No time to waste at lunch time

Assistant professor of health sciences Juliana Cohen is the lead author on a study published in the “Journal of the Academy of Nutrition and Dietetics” on Sept. 11 that indicates many school children don't have enough time to eat lunch.

Amid reports school children aren’t eating their lunches under the updated nutritional guidelines, which has led some observers to call for relaxed standards, Cohen and her co-authors decided to look at potential reasons other than taste.

They looked at 1,001 students in a low-income, urban school district. Cohen was interested in lunch periods because they aren’t regulated by state or federal governments. Lunch times around the state can vary from 15 minutes to an hour.

“We were really curious if that would impact consumption,” she said.

The lunch period has to take into account the time students walk to the cafeteria and stand on the serving line before sitting to eat. “We found in some of these lunch periods kids had just 10 minutes to eat,” Cohen said.

Cohen’s research team was surprised by the students’ eating patterns.

Researchers expected the students would eat their entrees but leave the milk, fruit and vegetables.

It turned out the children picked at a little of everything and usually didn’t finish any of it.

“We need to reframe the debate about updated school meal standards,” Cohen said from her office. “Rather than weaken the healthier standards we need to focus on how do we get the kids to eat these healthier foods. And it appears as though giving students a sufficient amount of time to eat is an important way to do that.”

Cohen spent about 10 years at Harvard as a student, post-doctoral research fellow and research associate before joining Merrimack’s Health Sciences Department for the current semester. She is still an adjunct professor at Harvard.

At Merrimack, Cohen is teaching graduate level research methods and undergraduate introduction to epidemiology.

She and her co-authors from Harvard University collaborated on the lunch study with Project Bread and Harvard University using a grant from Arbella Insurance during the 2011-2012 school year.

The research team chose to look at low-income urban settings because most students receive government-subsidized lunches that are often the best meal of the day for them, Cohen said. Cohen declined to say which Massachusetts community her team studied.

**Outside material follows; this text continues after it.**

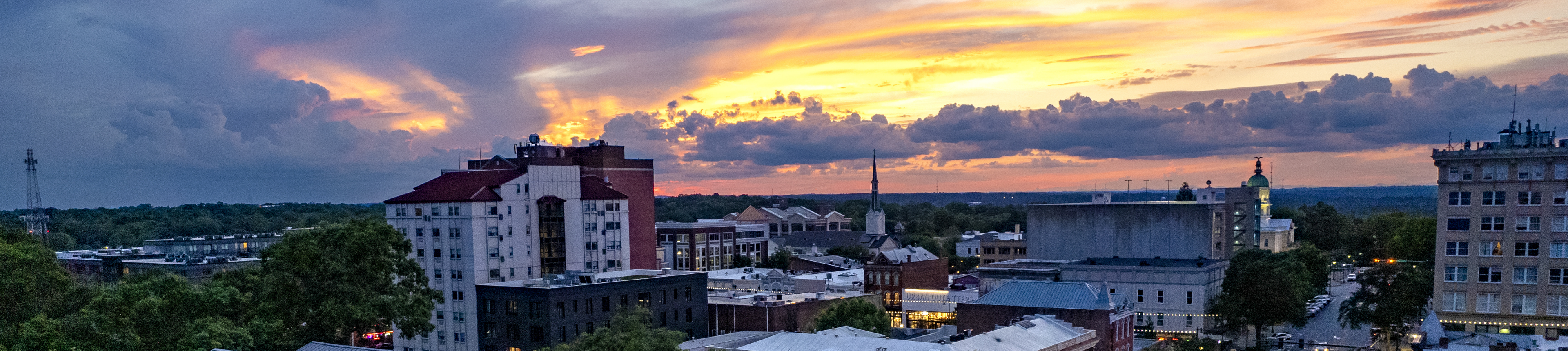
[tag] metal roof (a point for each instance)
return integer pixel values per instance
(1048, 295)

They went to several elementary and middle schools in the city. The boys and girls ranged from 8.4 years old to 15.6 years old.

“We did multiple days of research,” Cohen said. “There were six non-consecutive days throughout the year.”

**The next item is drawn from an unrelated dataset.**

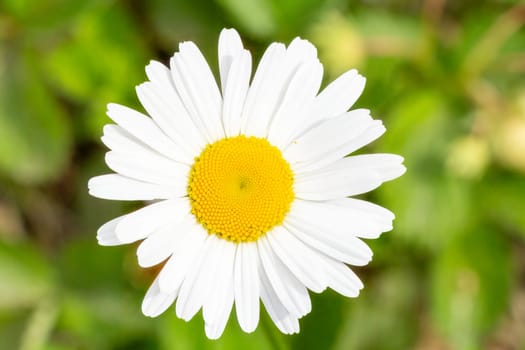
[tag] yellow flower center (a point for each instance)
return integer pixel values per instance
(240, 188)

In the control group researchers looked at the actual time children have to sit and eat lunch after arriving at the cafeteria and standing in the serving line.

They used plate waste methodology which is considered the gold standard for assessing student diets, Cohen said.

Each serving tray in the control group was numbered and observers recorded each tray that was taken, which foods were selected, and the time each student sat down.

After the students were done eating, the researchers collected the trays.

“Then we weighed every individual food item remaining on the trays,” Cohen said. “From that, we know what they selected, exactly how much they consumed, and how much seated time they had because we recorded what time they left the lunch line.”

In other schools, the study hired a professional chef or used choice architecture to change the lunch line configuration, Cohen said.